The PUNCH has gathered that members of the Super Falcons that attended the 2023 Women’s World Cup jointly hosted by Australia and New Zealand were paid the sum of $40,500 in contrast to the supposed $60,000.
The 2023 Women’s World Cup was the biggest edition ever, with FIFA expanding the tournament to 32 teams and also increasing the prize money significantly.
Last June, FIFA president Gianni Infantino announced that the world body would dole out $110m in prize money to the 32 participating teams, which is close to a four-fold increase from the $30m in 2019, allocated for 24 teams.
The world football governing body added that all the 732 players in the new scheme were guaranteed to receive $30,000, while the 23 players in the winning team will pocket $270,000 each — the first time ever that women players will receive guaranteed pay at a World Cup.
After earning the guaranteed $30,000 for appearing in the group stage the Falcons earned another $30,000 after making it to the round of 16 of the tournament.

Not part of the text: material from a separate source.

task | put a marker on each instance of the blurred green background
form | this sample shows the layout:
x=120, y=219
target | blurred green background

The Falcons booked their spot in the round of 16 of the competition for the third time in nine appearances after a goalless draw against the Republic of Ireland in their last group game to place second behind co-hosts Australia in Group B.
Randy Waldrum’s ladies finished with five points, one point behind The Matildas, who thumped Canada 4-0 in their last game as well to move ahead of Nigeria.
After securing a goalless draw in their first game against Olympic champions Canada, the Falcons followed it up with a stunning 3-2 win over co-hosts Australia, before finishing the job with the stalemate against the already eliminated Ireland.
For progressing from the group stage, each member of the 23-woman Falcons squad was assured a whopping $60,000 (N46.2m as at August’s exchange rate), $30, 000 being their prize money in the group stage and another $30,000 for reaching the last 16.
The PUNCH has gathered that players from several teams at the World Cup received significantly less than they hoped, as a result of a significant level of tax imposed on their match earnings by the Australian Tax Office.
According to a UK publication, The Guardian, all players whose teams were based in Australia for the duration of the tournament are receiving just over two-thirds of the match fees, with the ATO imposing a 32.5% withholding tax. The imposition of this tax was an integral part of the hosting agreement that FIFA agreed with the Australian government.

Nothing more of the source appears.